Boyne out of his depth on law
THE EDITOR, Sir:
There seems to be a growing national practice for Jamaicans to comment on every issue, even when debaters have weak arguments. Ian Boyne, in his column ('Go Forte with tough measures') in The Sunday Gleaner published on July 10,2016, suggested that defence lawyers need to be challenged philosophically. However, Mr Boyne's first attempt was nothing short of an awful failure.
It is paradoxical to enforce laws and justice by breaching the very fundamental concepts of the rule of law. According to Section 2 of the Jamaican Constitution, no law shall be inconsistent with the provisions of the said Constitution. The Constitution is the supreme law of Jamaica, and we must get into the habit of complying with the laws of the land if we are to become a law-abiding nation.
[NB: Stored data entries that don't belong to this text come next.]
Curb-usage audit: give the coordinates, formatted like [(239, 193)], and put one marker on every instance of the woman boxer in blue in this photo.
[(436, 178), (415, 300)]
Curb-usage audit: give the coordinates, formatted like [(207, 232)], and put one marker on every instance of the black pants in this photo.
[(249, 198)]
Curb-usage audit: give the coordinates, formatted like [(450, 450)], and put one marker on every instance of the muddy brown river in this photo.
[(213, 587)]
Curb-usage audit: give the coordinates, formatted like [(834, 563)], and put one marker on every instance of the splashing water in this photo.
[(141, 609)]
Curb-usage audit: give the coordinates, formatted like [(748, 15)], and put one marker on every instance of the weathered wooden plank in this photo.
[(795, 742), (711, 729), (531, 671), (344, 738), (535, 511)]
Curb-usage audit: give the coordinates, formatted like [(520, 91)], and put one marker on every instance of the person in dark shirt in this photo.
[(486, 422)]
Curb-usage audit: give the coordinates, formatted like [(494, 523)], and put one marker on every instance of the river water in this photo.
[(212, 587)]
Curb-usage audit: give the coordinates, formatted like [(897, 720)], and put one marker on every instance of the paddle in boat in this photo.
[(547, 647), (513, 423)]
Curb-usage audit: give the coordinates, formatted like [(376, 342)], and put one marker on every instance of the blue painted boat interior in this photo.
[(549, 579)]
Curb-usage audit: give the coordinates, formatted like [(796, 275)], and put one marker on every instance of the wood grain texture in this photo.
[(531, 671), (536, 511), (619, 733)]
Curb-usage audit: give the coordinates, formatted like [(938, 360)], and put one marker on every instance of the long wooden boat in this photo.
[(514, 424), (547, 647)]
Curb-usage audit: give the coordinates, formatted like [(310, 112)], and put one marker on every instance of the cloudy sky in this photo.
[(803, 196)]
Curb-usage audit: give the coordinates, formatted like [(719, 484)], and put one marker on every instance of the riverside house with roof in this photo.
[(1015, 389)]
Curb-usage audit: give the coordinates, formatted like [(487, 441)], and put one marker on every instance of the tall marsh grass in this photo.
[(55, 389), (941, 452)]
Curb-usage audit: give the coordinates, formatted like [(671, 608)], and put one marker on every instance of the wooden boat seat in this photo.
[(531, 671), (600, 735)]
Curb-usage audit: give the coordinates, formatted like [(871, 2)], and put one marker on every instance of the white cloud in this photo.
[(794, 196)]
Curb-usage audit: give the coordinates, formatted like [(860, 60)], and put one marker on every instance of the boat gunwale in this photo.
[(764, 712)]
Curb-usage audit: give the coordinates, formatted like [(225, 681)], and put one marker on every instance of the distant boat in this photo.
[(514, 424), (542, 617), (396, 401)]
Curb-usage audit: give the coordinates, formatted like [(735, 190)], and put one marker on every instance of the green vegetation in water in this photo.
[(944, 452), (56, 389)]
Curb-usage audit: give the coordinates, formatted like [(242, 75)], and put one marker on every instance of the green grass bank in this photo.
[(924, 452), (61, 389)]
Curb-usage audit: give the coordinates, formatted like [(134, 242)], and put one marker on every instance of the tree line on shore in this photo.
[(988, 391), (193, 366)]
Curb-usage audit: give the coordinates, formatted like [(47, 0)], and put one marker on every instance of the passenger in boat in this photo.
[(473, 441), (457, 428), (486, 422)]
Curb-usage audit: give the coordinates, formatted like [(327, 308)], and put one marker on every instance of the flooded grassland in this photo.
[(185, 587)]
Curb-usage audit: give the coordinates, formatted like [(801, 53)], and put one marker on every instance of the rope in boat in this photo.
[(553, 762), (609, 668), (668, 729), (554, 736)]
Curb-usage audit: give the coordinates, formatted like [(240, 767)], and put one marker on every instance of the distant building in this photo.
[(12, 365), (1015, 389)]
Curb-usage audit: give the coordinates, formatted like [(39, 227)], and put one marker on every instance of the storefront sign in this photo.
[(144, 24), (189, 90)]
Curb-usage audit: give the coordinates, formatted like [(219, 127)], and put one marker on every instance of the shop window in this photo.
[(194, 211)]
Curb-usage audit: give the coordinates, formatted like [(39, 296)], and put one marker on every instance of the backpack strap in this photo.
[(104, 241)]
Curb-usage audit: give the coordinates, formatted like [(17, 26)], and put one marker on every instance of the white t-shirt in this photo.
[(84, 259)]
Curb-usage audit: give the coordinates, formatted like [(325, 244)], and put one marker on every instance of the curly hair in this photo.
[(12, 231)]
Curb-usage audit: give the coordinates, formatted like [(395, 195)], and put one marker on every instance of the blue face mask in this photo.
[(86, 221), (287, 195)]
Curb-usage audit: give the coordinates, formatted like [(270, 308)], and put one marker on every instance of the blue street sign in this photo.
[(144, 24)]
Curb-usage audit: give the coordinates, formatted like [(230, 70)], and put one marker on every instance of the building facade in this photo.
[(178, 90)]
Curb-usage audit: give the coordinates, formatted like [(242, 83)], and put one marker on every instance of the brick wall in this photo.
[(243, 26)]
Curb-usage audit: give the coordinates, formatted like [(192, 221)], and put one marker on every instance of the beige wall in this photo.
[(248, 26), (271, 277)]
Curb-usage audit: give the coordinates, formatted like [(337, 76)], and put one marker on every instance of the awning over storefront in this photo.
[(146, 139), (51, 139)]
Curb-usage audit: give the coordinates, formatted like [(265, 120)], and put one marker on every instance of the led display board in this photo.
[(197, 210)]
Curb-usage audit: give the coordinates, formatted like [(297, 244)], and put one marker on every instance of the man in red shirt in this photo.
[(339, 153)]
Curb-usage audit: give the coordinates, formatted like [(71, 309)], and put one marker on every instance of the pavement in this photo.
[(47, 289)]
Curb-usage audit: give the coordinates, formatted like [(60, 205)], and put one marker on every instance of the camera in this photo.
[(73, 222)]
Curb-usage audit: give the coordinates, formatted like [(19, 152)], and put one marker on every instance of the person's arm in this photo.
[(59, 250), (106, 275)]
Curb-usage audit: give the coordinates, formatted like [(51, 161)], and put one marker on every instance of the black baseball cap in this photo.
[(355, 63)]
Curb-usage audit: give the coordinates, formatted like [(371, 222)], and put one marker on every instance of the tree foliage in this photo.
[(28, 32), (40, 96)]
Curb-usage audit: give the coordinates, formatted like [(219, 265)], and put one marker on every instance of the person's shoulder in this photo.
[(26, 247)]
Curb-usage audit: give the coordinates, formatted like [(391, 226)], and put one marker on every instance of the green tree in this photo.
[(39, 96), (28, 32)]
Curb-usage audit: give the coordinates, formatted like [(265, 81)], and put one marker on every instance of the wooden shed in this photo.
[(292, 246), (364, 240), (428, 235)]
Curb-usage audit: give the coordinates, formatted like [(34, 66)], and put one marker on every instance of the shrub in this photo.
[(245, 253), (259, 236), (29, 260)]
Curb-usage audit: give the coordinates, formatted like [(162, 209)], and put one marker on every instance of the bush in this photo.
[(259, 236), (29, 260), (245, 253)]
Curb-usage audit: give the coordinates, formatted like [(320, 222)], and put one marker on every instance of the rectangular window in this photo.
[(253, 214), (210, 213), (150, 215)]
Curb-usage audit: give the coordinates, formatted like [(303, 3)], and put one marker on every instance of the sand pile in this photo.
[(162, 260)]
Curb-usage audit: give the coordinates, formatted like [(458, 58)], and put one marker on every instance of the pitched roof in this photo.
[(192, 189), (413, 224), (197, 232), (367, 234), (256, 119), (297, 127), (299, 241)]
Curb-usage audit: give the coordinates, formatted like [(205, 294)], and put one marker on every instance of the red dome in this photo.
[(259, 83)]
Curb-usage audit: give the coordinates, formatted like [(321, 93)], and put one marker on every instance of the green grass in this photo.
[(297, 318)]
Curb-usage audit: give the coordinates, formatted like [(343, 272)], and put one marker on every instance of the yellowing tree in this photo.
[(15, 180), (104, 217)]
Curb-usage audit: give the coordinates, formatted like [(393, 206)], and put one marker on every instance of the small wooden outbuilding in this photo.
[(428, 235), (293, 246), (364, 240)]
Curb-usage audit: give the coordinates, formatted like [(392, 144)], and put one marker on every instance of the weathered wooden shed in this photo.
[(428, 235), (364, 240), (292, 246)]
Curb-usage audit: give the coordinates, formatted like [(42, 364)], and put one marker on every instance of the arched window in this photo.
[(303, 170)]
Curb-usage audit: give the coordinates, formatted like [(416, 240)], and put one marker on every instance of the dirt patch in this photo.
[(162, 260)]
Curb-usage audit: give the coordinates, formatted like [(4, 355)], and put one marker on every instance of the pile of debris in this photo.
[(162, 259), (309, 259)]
On the international scene, the constitutions of countries have been accepted as the supreme legal instrument. In Hinds v R, the Privy Council declared portions of the Gun Court Act of Jamaica as unconstitutional because it conflicted with the provisions of the Constitution of Jamaica.
Ian Boyne will have to be appointed as a QC when he finishes challenging all these principles and the concept of stare decisis! I wish him philosophical luck!
From a common-sense perspective, Ian Boyne is still lagging behind. Mr Boyne made reference to pronouncements made by the minister of national security claiming that 134 persons charged have murdered while on bail.
Mr Boyne's common sense is rather gullible! It would be more sensible to speak of convictions, since the legal philosophy emanating from the case of Woolmington v DPP postulated the presumption of innocence for an accused.
You cannot challenge from a philosophical context if you are not conversant with the relevant philosophies.